Development of AFLP and STS markers for identifying wheat-rye translocations possessing 2RL

Wheat-rye translocation line (2BS/2RL) has been developed for resistance to biotype L of Hessian fly and agronomically useful traits. AFLP analysis using 64 primer pairs was conducted in order to identify 2RL-specific polymorphisms between “Coker 797” (non-2RL), near-isogenic line (NIL) carrying 2RL, and “Hamlet”. Nine primer combinations identified twelve reproducible polymorphic fragments in the NIL carrying 2RL. These twelve fragments were cloned and sequenced with an aim towards converting AFLP markers into sequence tagged sites (STS). A comparison of the 12 sequences with non-redundant accessions in the NCBI database using the BLAST search option indicated that one fragment of approximately 200 bp in length (amplified using primer combination E+AAC / M+CTA) was highly homologous with the rye-specific repetitive sequence R173-1 and Wis-2-lA, a retrotransposon-like element in wheat.

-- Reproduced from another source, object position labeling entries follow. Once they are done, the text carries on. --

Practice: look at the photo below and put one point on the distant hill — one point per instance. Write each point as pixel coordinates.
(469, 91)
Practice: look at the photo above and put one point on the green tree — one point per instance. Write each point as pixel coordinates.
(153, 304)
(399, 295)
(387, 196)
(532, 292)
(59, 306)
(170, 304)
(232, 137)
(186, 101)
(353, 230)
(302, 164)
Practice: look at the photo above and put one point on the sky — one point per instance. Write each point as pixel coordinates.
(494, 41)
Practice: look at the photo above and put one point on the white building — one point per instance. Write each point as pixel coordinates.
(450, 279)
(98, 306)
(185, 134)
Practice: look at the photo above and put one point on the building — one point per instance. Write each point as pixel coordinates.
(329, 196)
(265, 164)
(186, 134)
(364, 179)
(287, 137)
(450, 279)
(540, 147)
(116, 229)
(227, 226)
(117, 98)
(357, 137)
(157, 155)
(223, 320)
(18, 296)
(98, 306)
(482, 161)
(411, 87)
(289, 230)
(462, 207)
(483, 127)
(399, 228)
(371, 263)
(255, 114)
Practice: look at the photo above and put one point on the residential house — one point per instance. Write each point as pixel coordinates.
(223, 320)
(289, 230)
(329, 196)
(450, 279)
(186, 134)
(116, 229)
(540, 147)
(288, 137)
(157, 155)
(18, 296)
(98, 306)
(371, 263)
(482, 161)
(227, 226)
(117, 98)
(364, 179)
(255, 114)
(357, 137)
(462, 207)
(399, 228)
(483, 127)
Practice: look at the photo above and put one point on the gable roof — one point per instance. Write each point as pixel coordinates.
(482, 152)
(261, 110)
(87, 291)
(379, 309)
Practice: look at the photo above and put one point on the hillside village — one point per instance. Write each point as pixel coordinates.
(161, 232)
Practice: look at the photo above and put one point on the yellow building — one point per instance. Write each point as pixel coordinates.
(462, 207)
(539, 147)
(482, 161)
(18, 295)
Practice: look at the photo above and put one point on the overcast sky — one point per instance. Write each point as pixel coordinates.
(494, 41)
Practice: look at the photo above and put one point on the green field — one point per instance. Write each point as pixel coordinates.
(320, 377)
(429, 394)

Two STS primers (SJ07 and SJ09) out of twelve STS primer sets enabled the detection of polymorphisms between Coker 797 and NIL carrying 2RL. In order to verify whether the polymorphism detected by primers SJ07 and SJ09 was in fact the result of the presence of 2RL, additional plant material was examined. Amplified products of about 260 bp fragment with the SJ07 primer set were generated in rye cvs.“Chilbohomil” and “Jochunhomil”, triticale experimental line Suwon 15, and wheat experimental line K-14 (1AL/1RS & 2BS/2RL), as well as NIL carrying 2RL and Hamlet, but not in Coker 797 (non-2RL), “Keumgangmil” (non-translocation wheat), KS92WGRC17 (PI592729 /;/ 6BS/6BL-6RL), KS92WGRC19 (P1592731 /;/ 4BS/4BL-6RL), “TAM200” (1AL/1RS), and “Siouxland” (1BL/1RS). Our data suggest that primer set SJ07 amplifies a “2RL-specific” fragment of diagnostic value.